Part Number: TPS61072
Other Parts Discussed in Thread: TPS61071

The TPS61072 variant of the TPS6107x family doesn't seem to be included in the more detailed documentation of the datasheet or app notes. I was asked to check out TPS61072 for conversion efficiency with ~1V input over a lower power range ~<100mW.

The first issue was inductor choice. The TPS61072 runs at half the conversion frequency of its counterparts, doubling ripple current.

From an efficiency point of view, a lower peak to average switch current ratio will generally work better. When average input current is not expected to go much over 100mA, the typical 400mAppk produced by recommended parts didn't seem to make much sense, nor did they produce very efficient results.

Which brings up the second issue larger inductance effects on chip behavior.
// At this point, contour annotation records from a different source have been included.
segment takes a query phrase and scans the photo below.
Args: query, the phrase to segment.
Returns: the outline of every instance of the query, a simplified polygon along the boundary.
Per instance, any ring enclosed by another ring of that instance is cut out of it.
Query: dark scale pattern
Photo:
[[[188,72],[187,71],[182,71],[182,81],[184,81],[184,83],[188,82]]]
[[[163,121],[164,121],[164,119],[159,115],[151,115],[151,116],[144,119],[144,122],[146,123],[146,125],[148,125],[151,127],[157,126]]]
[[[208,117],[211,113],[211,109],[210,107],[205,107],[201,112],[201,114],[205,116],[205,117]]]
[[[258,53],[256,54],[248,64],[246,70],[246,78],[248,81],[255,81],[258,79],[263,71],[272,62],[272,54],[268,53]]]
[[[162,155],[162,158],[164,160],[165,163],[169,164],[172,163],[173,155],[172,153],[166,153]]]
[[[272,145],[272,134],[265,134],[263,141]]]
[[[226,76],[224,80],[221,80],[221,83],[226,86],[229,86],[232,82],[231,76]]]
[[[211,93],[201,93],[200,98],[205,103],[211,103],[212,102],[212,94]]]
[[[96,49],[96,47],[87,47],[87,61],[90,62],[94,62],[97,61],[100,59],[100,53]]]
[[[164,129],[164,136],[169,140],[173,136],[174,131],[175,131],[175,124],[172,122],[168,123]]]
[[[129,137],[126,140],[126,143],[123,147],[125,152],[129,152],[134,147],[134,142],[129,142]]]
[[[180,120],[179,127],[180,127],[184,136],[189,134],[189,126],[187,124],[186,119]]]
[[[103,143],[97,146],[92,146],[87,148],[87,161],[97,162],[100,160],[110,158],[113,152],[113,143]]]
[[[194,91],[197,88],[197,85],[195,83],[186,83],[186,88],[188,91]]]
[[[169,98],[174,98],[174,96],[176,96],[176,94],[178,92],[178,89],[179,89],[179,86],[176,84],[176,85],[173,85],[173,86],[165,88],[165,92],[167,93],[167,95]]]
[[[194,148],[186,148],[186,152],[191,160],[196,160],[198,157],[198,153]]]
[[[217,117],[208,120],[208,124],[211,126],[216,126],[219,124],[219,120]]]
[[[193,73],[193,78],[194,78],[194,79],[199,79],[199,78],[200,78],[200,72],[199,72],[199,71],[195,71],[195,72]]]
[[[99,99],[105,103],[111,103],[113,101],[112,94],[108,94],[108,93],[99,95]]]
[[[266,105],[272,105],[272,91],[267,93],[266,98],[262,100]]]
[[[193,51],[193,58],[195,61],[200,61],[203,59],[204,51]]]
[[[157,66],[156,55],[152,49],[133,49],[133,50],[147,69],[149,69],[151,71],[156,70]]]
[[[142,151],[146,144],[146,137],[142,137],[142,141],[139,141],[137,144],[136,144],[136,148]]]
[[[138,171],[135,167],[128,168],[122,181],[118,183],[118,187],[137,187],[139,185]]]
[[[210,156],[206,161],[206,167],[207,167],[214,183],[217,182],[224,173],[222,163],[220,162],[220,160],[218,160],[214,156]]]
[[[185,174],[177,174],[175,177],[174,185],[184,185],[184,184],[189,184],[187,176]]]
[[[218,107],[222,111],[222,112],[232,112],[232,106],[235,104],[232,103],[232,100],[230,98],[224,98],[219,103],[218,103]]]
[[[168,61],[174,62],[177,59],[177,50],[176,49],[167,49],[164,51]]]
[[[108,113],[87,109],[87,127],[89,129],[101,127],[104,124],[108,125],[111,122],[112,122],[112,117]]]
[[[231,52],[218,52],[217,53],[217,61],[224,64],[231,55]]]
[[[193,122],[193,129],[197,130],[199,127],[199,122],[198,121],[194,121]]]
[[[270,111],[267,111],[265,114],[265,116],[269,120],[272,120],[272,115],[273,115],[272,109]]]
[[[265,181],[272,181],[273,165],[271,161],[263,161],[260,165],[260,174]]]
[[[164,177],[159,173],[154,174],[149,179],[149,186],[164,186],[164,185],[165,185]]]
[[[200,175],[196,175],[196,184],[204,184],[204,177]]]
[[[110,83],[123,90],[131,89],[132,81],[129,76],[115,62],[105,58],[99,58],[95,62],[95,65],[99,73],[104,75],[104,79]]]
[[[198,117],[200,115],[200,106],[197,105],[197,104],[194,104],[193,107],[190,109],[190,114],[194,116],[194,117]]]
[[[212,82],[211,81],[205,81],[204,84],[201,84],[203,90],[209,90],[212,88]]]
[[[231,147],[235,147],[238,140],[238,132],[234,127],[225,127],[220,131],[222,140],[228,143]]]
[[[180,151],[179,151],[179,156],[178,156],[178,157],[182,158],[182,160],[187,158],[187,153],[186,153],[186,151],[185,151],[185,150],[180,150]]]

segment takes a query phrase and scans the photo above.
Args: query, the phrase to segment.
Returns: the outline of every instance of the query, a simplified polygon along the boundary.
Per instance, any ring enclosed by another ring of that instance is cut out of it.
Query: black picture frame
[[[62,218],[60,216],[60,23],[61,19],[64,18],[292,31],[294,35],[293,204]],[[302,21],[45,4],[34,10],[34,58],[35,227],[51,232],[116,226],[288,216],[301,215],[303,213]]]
I could meet or exceed published efficiency behavior (for companion TPS61071) if the choke value was in the region of 33 to 120uH. However the larger choke values cause the output voltage regulation discontinuity (Fig 7 and 8 of the family data sheet) at much lower current/power levels. The voltage regulation discontinuity that is illustrated to occur above 100mA (>330mW) in the spec sheet figures is present in a 33uH circuit at 15mA (36mW).

There was also a stability issue - if you could call it that.

At loads near zero, with the 120uH choke (the most efficient, despite double turns and half copper x-section), the chip starts to, not so much oscillate, as go chaotic.
 Large (400mA 100uSec) reverse current surges develop, at a rep rate dependent on average load. The circuit doesn't snap out of this condition until the (2V4) load is increased above a 40mA/100mW level.

The larger choke also shifts the DC output set-point voltage from the nominal 2V4 produced with the 33uH choke, to a voltage that's ~45mV higher.

This voltage regulation discontinuity isn't explained or justified in the app notes. How and under what load-time constraints is the DC regulation loop altered internally? It must make transient loading a really curious sight, depending both on load transient amplitude and duration. There is also no suggestion that choke values or ripple current levels will modify DC voltage set-points. Is this part of the same internal circuitry?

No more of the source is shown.